D.C. Proposal to Include Advertising in Sales Tax Won’t Work as Advertised

July 7, 2020

While some jurisdictions are exploring standalone—and legally dubious—taxes on digital advertising, D.C. Council Chair Phil Mendelson (D) has a more down-to-earth proposal: why not just include advertising in the sales tax base?

The obvious upside is that it doesn’t immediately raise any legal red flags and it takes advantage of a tax that already exists and with which the District of Columbia and other jurisdictions already have significant experience. But it turns out there are good reasons why advertising is almost always excluded from the sales tax, reasons which go both to core principles of taxation and practicalities about who could be taxed.

With a D.C. sales tax on advertising, if a Virginia company placed ads in D.C. markets, the transaction would not be subject to the D.C. sales tax on advertising, but if a D.C.-based company placed ads in Virginia, it would. How can that be?

The District’s sales tax, like most, is destination-sourced, meaning that a transaction is subject to tax in the jurisdiction where the good or service is received, not the one from which it came. This is relatively easy with the sale of tangible goods but trickier with services, where D.C., again like most of its peers, sources the service to where it is used or its benefit is received.

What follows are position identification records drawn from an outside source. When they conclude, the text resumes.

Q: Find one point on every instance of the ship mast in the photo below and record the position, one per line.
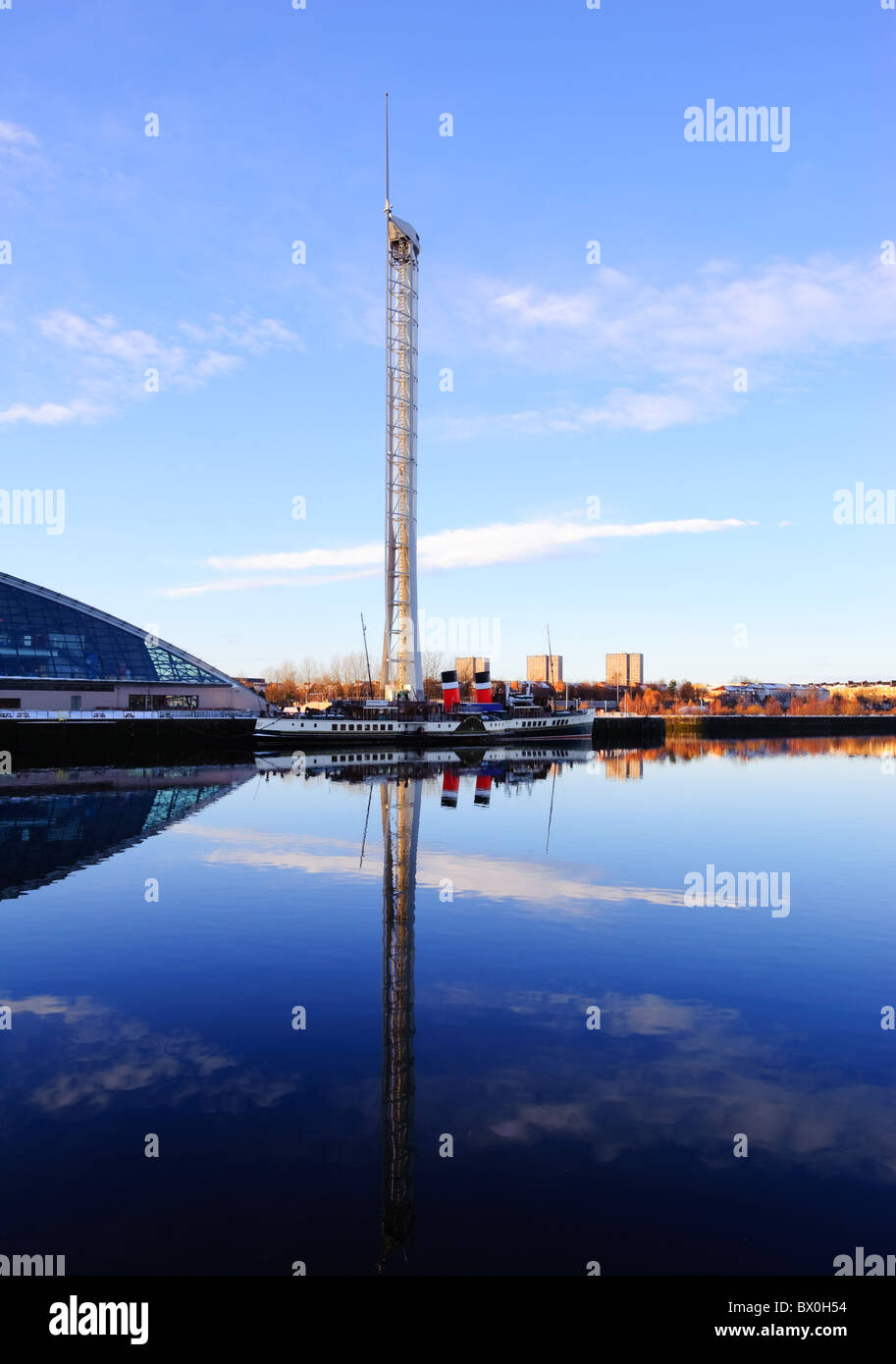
(401, 666)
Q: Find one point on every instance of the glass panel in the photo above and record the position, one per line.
(45, 639)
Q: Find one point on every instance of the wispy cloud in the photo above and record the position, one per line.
(13, 133)
(458, 549)
(665, 353)
(51, 413)
(115, 359)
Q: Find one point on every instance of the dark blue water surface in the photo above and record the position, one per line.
(447, 958)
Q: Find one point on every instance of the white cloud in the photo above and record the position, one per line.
(114, 359)
(17, 135)
(460, 549)
(51, 413)
(665, 355)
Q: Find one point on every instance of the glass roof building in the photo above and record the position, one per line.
(53, 650)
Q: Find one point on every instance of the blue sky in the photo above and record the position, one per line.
(716, 551)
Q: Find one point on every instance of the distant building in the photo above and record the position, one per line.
(757, 693)
(625, 668)
(465, 667)
(545, 667)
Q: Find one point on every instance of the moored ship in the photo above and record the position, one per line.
(427, 722)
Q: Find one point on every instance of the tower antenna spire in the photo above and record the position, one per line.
(388, 203)
(401, 671)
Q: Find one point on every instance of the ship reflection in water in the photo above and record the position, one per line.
(522, 888)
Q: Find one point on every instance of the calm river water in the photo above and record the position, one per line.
(455, 1017)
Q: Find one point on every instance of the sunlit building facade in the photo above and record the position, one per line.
(60, 654)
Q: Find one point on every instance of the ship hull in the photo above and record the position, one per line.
(329, 731)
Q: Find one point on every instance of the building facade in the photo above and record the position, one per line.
(58, 654)
(625, 668)
(545, 667)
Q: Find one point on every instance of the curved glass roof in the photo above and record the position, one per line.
(45, 635)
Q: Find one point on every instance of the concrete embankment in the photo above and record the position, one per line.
(629, 731)
(775, 726)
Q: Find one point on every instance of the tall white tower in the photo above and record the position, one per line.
(401, 670)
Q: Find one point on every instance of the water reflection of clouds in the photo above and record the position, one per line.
(668, 1073)
(100, 1056)
(471, 873)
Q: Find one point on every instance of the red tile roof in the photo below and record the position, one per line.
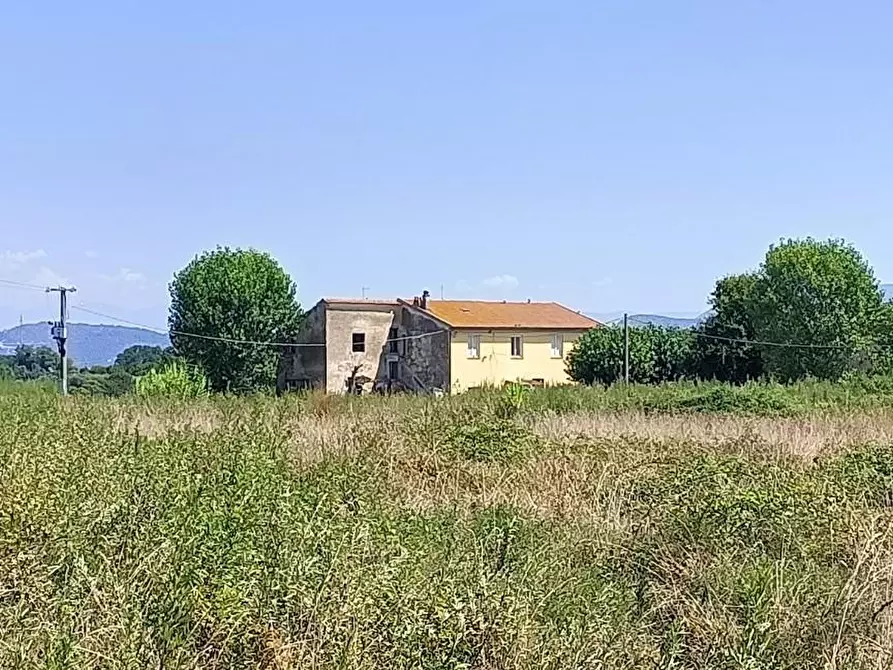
(530, 315)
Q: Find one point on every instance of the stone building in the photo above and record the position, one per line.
(430, 346)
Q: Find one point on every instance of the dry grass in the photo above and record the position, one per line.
(393, 533)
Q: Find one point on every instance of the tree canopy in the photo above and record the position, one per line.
(233, 294)
(820, 294)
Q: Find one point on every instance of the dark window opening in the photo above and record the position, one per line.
(392, 341)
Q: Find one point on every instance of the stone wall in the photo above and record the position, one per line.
(426, 360)
(306, 366)
(342, 321)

In advertising, the benefit is to the company placing the ads—which, after all, hopes to profit (or otherwise gain) from the publicity. Where the advertising network is based or where the ads are served is immaterial; the benefit is received where the company is located. Including advertising in the sales tax base, therefore, potentially taxes D.C.-based companies on all their worldwide advertising, while exempting other businesses from advertising that actually targets D.C. residents.

Because the D.C. Code says little about sourcing rules, the details are handled by regulation, and taxing advertising would create considerable complexity, while yielding some curious results. A large retail chain with locations in the District likely could not be taxed on advertising purchases, but a smaller regional chain based in the District could. With a franchised chain, if local franchisees purchased advertising, the transaction would be taxable, but if they benefited from D.C. advertising by the national brand, or by franchise portfolios based elsewhere, the transaction would likely be out of reach.

Fundamentally, sales taxes are not designed to tax intermediate transactions like advertising, and both their rationale and their fairness are called into question when they do. Advertising is a business input, whereas sales taxes are designed to fall on final transactions. Taxing inputs results in what is known as tax pyramiding, where the sales tax is embedded in the final price of the good or service multiple times over. Consumers should only pay the sales tax on the actual purchase price of a product, without being asked to cover embedded sales taxes as well, which can lead to considerably more than 100 percent of the value of a product being subject to sales tax.

The sales tax is intended as a tax on final consumption. When a company purchases advertising, it does not do so because its executives enjoy “consuming” advertising; it does so because they want to sell a product, which itself will be (or at least usually should be) subject to sales tax.

Sales tax sourcing rules do not work nearly as well when the tax is extended to intermediate transactions, because that’s not what sales taxes are for. Destination-based sales taxes do not have much of an impact on a business’s location decisions, because the tax is borne at the purchaser’s location, not that of the business. But when the business itself pays sales tax on its inputs (including advertising), the cost of doing business in that jurisdiction rises.

Mayor Muriel Bowser (D) has emphasized that the budget is balanced despite the COVID-19 pandemic and is discouraging the Council from adopting any new taxes at this time. Chairman Mendelson, while favoring this and several other smaller tax increases, has indicated that it is not the time to consider larger tax changes. Councilmember Trayon White (D) intends to offer an amendment which would lower the estate tax threshold, potentially making neighboring Maryland (higher threshold) and Virginia (no estate tax) relatively more attractive. Councilmember Charles Allen (D) is proposing increasing the top marginal individual income tax rate to 8.95 percent, which not only puts the District at a greater regional disadvantage just as remote work options are becoming increasingly viable, but would also represent a retreat from a compromise reached in 2014 in adopting a package of tax reforms.

Mayor Bowser and Chairman Mendelson wish to defer those considerations, which seems prudent. That leaves the advertising tax proposal and a few others potentially still on the table. Local lawmakers should think long and hard before extending the sales tax to advertising, given how arbitrary it would be in practice.